Page tree

The Bulk Extractor Viewer (BEviewer) is a graphical interface for bulk_extractor, "a C++ program that scans a disk image, a file, or a directory of files and extracts useful information without parsing the file system or file system structures. The results can be easily inspected, parsed, or processed with automated tools. bulk_extractor also creates a histogram of features that it finds, as features that are more common tend to be more important."[1]

While originally intended for law enforcement, bulk_extractor can be used by digital archivists to quickly and thoroughly examine a disk image for a wide variety of information. The most common use for such analysis is locating personally identifiable information (PII) that a donor may want redacted before his or her materials are made publicly available, but bulk_extractor can locate other types of potentially sensitive information as well.

The instructions below take you through the process of running bulk_extractor via the Bulk Extractor Viewer utility, a GUI interface for running bulk_extractor and viewing the results. Archivists can view the results through the GUI and also further process them using the digital forensics tools in the BitCurator environment.

Step-by-step guide

Using bulk_extractor to Find Potentially Sensitive Information on a Disk Image

  1. The first step is to create a working directory to hold the bulk_extractor data. To do this, open Nautilus by double clicking on the "Home" folder on your desktop. Then right click anywhere on the white background (i.e., not on an existing folder), and click "Create New Folder" from the pull-down menu. You can name the directory as you see fit, but for this example we'll name the directory "test_data".

  2. Next open the Bulk Extractor Viewer utility by double clicking on the "Forensics Tools" folder on your desktop, and then double clicking on "Bulk Extractor Viewer".

  3. After Bulk Extractor Viewer opens, click on the gear icon with the down arrow to begin generating a report using bulk_extractor (see Figure 1).

    Figure 1: Click the gear icon to begin the bulk_extractor process.

  4. Clicking on the Generate a Report icon will open the "Run bulk_extractor" window. From this window you can specify the image you would like to analyze, the location of the output directory, and further refine the types of data objects bulk_extractor will search for.To begin your analysis, first select the type of media you want to scan, which in our case is a disk image, so we'll select the "image file" radial button (see Figure 2)

  5. Next, type or navigate to the location of the disk image in the "Image file" field (see Figure 2).

    Figure 2: The "Run bulk_extractor" window.

  6. Enter the name of the directory you wish to create for holding the Bulk Extractor output; Bulk Extractor Viewer will create this directory for you.

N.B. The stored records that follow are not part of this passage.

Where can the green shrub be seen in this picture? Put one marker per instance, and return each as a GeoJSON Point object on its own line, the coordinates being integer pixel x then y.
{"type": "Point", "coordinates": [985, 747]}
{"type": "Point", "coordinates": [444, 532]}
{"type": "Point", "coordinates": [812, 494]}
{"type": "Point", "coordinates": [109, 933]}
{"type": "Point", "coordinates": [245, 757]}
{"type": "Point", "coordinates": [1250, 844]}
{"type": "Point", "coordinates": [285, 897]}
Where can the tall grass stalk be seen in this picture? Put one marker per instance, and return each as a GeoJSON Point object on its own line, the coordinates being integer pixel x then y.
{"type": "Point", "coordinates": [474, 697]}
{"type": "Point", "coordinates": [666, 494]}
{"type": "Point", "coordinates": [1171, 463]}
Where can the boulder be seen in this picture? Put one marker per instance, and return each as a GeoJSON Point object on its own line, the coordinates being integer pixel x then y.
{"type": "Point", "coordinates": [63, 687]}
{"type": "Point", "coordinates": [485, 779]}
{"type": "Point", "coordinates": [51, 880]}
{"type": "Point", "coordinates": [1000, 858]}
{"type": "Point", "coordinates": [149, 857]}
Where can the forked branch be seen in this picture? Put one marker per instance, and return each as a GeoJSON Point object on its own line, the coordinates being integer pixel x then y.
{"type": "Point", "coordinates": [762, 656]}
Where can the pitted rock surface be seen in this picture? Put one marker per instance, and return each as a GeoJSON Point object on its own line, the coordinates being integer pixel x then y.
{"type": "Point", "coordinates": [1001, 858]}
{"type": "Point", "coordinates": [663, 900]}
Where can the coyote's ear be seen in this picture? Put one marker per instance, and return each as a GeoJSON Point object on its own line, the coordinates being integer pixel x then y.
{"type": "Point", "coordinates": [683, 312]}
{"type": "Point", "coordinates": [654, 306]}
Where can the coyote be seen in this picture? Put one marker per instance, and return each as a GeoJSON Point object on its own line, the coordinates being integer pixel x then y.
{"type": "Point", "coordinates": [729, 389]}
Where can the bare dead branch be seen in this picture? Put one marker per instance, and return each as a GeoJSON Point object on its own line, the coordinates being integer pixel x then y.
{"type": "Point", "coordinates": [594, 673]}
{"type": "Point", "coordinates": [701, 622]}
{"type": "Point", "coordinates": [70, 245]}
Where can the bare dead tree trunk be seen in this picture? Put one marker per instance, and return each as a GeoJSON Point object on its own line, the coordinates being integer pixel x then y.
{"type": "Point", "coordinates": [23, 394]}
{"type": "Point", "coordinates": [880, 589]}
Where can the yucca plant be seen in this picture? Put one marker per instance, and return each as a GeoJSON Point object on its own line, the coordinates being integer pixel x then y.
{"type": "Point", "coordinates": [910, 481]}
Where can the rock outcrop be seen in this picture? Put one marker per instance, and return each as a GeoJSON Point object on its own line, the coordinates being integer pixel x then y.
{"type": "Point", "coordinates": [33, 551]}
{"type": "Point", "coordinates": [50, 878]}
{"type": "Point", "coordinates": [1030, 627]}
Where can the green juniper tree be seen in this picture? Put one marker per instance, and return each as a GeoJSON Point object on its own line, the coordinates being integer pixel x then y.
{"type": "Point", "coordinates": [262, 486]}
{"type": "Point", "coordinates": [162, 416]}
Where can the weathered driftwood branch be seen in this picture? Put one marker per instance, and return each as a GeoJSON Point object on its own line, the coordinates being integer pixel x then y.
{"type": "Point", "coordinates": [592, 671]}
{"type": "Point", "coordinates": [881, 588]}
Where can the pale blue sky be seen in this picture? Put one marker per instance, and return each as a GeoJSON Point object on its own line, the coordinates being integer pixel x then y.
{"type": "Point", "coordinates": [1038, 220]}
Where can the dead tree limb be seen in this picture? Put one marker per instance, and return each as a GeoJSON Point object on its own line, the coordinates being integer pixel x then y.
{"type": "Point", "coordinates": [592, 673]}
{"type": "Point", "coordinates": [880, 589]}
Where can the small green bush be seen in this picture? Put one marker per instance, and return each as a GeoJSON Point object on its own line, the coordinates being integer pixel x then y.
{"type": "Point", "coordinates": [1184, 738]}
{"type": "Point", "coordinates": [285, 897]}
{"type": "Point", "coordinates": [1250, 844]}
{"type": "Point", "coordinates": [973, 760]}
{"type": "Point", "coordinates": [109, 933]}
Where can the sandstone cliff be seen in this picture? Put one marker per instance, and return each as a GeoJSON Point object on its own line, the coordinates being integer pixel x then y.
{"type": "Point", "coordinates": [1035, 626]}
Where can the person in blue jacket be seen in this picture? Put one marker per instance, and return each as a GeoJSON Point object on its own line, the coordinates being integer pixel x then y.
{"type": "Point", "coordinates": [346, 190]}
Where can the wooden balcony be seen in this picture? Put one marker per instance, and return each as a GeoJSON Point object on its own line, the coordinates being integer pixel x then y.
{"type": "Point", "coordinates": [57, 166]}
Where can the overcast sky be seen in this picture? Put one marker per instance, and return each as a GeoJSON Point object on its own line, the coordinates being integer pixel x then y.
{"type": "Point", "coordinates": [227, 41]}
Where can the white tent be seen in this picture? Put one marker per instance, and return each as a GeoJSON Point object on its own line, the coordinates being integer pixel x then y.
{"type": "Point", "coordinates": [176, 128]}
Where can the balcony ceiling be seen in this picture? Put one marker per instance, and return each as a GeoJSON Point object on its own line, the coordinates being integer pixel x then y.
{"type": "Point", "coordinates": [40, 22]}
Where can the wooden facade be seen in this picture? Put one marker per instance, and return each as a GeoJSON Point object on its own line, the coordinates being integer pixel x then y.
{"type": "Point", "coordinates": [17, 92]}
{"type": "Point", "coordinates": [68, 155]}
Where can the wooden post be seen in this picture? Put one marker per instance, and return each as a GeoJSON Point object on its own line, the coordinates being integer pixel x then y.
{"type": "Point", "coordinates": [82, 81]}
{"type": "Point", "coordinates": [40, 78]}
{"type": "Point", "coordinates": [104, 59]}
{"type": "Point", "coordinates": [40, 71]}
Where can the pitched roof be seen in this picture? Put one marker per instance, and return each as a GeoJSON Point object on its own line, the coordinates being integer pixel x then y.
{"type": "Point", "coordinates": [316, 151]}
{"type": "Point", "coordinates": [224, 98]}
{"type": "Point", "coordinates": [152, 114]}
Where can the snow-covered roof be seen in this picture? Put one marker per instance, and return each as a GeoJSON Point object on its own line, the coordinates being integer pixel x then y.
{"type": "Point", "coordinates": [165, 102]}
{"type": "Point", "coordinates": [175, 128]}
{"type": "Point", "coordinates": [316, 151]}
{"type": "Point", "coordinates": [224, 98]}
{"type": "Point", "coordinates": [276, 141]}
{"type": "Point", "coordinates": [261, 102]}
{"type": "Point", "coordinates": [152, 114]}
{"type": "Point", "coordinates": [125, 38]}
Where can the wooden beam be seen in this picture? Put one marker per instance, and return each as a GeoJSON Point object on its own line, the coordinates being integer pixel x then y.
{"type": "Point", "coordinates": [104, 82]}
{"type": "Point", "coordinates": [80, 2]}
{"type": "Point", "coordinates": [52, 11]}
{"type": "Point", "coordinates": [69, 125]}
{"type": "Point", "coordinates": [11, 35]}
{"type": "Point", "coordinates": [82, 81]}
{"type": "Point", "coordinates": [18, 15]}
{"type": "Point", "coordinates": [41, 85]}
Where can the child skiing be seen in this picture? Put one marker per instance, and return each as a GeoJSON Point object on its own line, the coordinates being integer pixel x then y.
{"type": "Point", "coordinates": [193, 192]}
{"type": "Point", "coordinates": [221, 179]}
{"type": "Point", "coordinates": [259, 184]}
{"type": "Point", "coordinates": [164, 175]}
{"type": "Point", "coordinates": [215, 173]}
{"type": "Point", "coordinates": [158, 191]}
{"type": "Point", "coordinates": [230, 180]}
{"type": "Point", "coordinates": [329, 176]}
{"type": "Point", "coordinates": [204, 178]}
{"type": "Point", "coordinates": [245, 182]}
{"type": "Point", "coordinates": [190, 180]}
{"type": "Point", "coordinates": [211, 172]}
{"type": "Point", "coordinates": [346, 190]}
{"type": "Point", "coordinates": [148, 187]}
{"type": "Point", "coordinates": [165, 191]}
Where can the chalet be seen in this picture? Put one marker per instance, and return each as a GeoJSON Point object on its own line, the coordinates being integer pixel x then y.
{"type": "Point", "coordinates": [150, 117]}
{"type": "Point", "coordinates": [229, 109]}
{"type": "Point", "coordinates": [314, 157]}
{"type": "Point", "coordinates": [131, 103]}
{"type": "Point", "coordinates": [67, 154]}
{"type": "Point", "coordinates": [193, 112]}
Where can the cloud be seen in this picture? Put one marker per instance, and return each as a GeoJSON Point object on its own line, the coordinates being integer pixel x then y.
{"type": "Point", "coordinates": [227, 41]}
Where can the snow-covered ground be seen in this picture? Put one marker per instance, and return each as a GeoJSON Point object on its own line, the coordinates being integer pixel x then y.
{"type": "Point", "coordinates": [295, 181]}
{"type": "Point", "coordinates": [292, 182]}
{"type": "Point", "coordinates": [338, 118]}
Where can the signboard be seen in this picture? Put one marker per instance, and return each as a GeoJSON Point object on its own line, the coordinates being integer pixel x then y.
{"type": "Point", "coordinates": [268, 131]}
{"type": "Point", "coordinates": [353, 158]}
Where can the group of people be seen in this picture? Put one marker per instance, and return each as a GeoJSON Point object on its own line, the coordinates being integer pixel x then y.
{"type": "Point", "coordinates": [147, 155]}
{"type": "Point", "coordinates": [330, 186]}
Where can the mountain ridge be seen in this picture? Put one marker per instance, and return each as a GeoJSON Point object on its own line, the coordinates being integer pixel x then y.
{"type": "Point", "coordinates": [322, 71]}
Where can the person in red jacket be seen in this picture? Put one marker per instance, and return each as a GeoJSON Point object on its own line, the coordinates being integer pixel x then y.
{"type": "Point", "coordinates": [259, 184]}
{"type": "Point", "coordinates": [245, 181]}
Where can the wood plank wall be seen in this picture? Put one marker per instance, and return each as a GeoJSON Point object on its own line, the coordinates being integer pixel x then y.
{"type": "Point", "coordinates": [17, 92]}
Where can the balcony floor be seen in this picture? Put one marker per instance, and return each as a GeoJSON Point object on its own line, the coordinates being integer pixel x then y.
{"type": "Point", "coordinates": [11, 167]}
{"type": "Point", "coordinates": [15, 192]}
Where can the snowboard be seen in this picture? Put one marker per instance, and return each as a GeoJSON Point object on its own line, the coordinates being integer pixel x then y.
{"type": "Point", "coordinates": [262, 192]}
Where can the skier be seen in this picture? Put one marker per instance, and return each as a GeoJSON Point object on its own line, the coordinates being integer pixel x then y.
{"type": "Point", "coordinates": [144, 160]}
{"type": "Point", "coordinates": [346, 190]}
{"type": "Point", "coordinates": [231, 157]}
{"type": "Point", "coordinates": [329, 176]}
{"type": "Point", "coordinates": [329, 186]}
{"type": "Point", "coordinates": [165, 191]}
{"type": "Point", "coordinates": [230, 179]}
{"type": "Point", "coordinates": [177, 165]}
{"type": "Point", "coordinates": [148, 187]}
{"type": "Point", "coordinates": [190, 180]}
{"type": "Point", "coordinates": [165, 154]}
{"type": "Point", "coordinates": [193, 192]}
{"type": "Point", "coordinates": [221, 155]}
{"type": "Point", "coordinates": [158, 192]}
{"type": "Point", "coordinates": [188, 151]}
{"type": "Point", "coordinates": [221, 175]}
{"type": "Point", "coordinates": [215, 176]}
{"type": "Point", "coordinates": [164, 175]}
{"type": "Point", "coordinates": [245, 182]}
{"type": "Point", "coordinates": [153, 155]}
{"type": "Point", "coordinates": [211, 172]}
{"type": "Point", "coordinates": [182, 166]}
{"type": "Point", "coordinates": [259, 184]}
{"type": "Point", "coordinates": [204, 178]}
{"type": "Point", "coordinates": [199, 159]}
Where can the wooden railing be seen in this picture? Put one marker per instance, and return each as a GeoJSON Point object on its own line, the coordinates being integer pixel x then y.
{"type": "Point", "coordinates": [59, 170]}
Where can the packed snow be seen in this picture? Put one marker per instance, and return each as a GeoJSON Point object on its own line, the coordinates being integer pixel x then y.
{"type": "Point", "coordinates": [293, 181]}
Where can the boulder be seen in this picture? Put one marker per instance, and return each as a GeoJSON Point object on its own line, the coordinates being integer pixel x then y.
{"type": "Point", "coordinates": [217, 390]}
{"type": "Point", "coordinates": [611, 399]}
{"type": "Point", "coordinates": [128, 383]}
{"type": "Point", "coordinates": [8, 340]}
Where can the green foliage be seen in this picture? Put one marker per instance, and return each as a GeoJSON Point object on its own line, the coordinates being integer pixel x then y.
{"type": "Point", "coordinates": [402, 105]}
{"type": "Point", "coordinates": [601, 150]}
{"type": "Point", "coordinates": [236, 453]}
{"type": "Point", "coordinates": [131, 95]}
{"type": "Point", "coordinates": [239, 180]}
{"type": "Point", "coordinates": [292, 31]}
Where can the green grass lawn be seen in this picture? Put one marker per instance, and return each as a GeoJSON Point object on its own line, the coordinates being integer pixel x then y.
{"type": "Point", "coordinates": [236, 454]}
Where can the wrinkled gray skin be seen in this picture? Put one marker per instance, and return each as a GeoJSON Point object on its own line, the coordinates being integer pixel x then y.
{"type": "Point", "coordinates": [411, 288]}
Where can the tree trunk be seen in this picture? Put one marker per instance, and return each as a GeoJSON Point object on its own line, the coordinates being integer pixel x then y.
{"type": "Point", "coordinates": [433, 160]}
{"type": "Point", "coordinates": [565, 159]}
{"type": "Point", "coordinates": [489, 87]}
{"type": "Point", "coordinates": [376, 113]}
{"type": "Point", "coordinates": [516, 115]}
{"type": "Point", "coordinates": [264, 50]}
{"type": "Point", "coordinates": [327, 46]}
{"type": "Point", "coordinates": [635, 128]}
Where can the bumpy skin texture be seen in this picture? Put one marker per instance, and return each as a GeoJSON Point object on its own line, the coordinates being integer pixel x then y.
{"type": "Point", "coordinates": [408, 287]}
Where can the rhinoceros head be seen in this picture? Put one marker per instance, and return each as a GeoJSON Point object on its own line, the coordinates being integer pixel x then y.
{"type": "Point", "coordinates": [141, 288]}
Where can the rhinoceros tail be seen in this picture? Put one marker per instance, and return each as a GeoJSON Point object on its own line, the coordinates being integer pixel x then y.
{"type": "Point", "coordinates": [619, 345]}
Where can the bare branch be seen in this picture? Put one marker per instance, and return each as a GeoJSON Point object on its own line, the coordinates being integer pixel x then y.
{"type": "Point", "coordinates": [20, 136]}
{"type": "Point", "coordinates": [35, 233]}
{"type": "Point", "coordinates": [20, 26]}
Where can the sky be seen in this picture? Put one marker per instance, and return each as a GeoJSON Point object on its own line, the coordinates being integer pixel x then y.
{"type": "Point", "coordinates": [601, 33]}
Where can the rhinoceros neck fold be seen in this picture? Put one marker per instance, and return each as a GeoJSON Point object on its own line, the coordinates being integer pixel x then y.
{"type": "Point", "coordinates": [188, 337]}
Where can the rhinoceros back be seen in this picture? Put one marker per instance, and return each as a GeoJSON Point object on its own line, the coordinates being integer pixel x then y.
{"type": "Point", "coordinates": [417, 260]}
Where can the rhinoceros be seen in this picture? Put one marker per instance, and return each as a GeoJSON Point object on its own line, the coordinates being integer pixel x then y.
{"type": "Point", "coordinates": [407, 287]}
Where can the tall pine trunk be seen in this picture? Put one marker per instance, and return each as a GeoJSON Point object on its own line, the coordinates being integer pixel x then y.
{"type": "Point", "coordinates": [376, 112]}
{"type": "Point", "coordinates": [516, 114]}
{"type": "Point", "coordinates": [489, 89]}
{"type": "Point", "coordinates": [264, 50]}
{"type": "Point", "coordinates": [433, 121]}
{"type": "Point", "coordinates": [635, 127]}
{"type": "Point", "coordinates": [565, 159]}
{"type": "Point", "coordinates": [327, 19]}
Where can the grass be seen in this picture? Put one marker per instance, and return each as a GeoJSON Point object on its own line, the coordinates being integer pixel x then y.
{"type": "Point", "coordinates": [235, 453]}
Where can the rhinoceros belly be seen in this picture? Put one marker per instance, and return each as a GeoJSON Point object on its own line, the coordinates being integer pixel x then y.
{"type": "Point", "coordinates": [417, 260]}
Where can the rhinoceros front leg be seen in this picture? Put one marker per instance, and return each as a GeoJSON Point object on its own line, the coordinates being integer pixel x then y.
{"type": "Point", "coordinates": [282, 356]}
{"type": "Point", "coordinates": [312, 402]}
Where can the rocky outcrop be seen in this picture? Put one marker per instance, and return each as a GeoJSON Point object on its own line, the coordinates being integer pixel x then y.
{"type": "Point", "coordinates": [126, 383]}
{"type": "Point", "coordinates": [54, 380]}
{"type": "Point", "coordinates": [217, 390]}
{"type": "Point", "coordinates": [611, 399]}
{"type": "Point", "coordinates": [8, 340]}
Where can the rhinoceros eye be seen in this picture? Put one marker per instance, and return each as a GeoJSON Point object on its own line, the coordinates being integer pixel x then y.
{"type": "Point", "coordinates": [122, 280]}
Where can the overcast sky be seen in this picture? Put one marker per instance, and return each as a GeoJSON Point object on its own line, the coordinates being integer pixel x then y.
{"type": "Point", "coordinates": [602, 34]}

For example, if you wanted to save the bulk_extractor output to a directory named "be_reports" in your working directory, you would enter "/home/bcadmin/[name of working directory]/be_reports" in the Output Feature Directory field. If the directory be_reports doesn't already exist, BE Viewer will create it for you.

  7. Optional: If desired, you may check or uncheck the scanner options from the list on the right (see Figure 3). You can refine your analysis of the disk image by choosing which "scanners" bulk_extractor employs. "Scanners" in bulk_extractor are modular sets of rules that allow bulk_extractor to find specific types of information on a disk image. For example, if you have the "accts" scanner selected, bulk_extractor will find objects (which it calls "features") such as credit card numbers, social security numbers, phone numbers, etc. A chart defining the various scanners, how they may be useful to you, and where they output their results can be found here.

    Figure 3: Scanner options in the Bulk Extractor Viewer.

    Note: Because bulk_extractor generates a large number of files, it requires a new directory for the output. Bulk_extractor will create the new directory. If you navigate to the output directory instead of type it in, a window will open asking you for the path to the new directory along with its name. In our example, the output directory would be "/home/bcadmin/test_data/" and the new directory to be created by bulk_extractor would be called "be_data" (see Figure 4).

    Figure 4: The "Name the output folder for bulk_extractor.

  8. Finally, click the "Start bulk_extractor" button at the bottom of the screen to begin the scan.

  9. Once bulk_extractor has finished analyzing the disk image, you can view the output by selecting the new report in the "Reports" window of Bulk Extractor Viewer. The report will be named after the Features Output Directory you created in step 6, so in our example we will see "be_report" (see Figure 5). Once you select the report, you will see a listing of each scanner for which a feature was found by bulk_extractor. Selecting a specific scanner or its histogram will cause the features to be listed in the window to the right. Selecting a specific feature will show the file in which it is located to be displayed in the "Image" window.

    Figure 5: View the bulk_extractor report.